The Challenges of Adopting a Consistently Positive Mindset

in #positivity4 years ago

We all get down from time to time, but that doesn't mean it should consume every fibre of our being. However, that appears to be the underlying cultural mindset of Londoners. People here do love a good moan. Be it the weather (although I don't see people complaining about the current spate of sunshine we're having) or even hiding away from the ravages of the Coronavirus, things could always be better than they presently are, according to most.


Going against the communal grain, in this instance, would be a preferred choice. That's what I find anyways. Trying to keep an open and fresh viewpoint on things, holds you grounded in reality to enjoy a more well-rounded perspective in general. It leaves "making errors due to uninhibited emotional traits" to a minimum. I suppose I learnt this way of thinking from having so much exposure to the financial markets, being both FX and crypto. Seeing ones portfolio fluctuate wildly at the whims of a volatile charting movement, requires a very disciplined hand and calm demeanour. Although ultimately dealing with such situations took a hell of a lot of "experience on the job" too!

But being a trader for the past decade and a half, had the pleasant indirect effect of priming me nicely for the crypto markets. Voluntarily embracing "panic mode" to transform it's energy into something positive. Whilst I've watched many an associate drop away like flies because of the emotional roller coaster ride crypto can be, I've always somehow managed to maintain a composed manner throughout. And I urge you to do the same. People tend to forget that "you are in control of how you want to feel" when problems invariably arise. Think happy thoughts and a smile will soon be mustered upon your face. However let a negative event fill your mind and the opposite will hold true. Everything is your life is manipulatable to some degree and, in turn, can be honed and fine-tuned to fit your own personal benchmark standard. Again, I've literally adopted this mindset for a while now and tend to focus on this lifestyle choice as opposed to the ones I find myself constantly surrounded by on a daily basis.

Where am I going with this? Well, the rollercoaster ride of this wretched global pandemic as well as all the volatility in the markets, should provide a good enough backdrop.

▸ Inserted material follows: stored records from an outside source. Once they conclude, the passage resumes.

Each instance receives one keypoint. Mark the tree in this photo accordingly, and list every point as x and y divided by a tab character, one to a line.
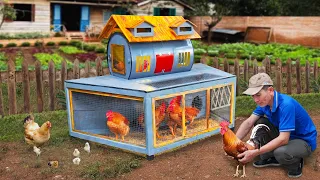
6	12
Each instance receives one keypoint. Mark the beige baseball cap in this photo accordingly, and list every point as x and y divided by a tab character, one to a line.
257	82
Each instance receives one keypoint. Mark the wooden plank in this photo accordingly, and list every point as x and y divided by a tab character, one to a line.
255	67
216	62
76	69
63	73
87	69
307	90
225	65
246	70
52	80
237	73
1	98
12	97
99	67
26	86
298	73
315	70
289	77
278	75
39	86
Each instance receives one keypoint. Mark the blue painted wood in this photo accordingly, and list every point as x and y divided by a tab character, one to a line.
57	17
85	18
117	144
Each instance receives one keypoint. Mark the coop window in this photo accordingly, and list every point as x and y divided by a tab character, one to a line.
118	59
184	59
143	64
24	12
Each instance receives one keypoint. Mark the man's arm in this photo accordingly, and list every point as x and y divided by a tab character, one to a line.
246	126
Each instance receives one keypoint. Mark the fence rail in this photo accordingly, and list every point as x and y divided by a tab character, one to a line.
36	90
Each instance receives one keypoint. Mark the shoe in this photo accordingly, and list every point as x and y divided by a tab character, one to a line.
266	162
298	172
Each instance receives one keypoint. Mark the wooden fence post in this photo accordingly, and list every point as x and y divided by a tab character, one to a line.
87	69
99	67
63	73
1	101
52	81
315	70
279	75
307	90
216	62
298	73
12	87
246	71
39	86
76	69
26	87
226	65
289	76
255	67
237	73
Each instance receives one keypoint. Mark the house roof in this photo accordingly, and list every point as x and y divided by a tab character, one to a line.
162	28
143	2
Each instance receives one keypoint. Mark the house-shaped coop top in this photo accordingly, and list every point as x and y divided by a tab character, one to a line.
155	99
141	46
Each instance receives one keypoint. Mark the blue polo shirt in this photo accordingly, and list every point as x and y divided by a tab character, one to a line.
288	115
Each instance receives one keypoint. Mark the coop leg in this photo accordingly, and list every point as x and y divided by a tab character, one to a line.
244	171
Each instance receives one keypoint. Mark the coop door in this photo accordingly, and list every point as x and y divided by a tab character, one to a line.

Alt prices are down and I see a number of individuals in the crypto space have been quick to sell what they have, in order to cash in before things get worse. This behaviour relates back to those feelings of stress brought on by watching your holdings seemingly withering away faster than you could shake a stick at. But why not turn that "negative" scenario into a "positive" one. Forget your current stash and how much it is worth. Why not see lower prices as a opportunity to accumulate more, before the tide will inevitably shift back to the good times again. Almost every facet or situation in life, no matter how bad, can be altered to find some good within and benefit you in some way or another. And your crypto or fiat long term investments, hold absolutely no exception to that statement.

Live for today but plan for tomorrow. Now act but think ahead. Choose to implement some good old fashioned "positivity" in your life, starting from today. And watch the wonders it can work moving forward. Carpe diem, folks.


Hope you enjoyed this post, please look out for more on the way... (author: @ezzy)


Some good thoughts here!

I try to live by the above on a daily, mate. :)

Thank you, for your positivity and reminding us to see the silver-lining.

John F. Kennedy once famously pronounced, “When written in Chinese, the word ‘crisis’ is composed of two characters – one represents ‘danger’ and one represents ‘opportunity’.”

In other words, where danger exists, so too does opportunity (or its possibility, at least). This is ancient Chinese wisdom, as evident in the Dao De Jing, a work rich in fruitful contradictions.

Its author, philosopher Laozi (6th century BC), reconciles these apparent tensions in this paradoxical truth: Prosperity rests on disaster, disaster is hidden in prosperity. Who knows the line that separates them?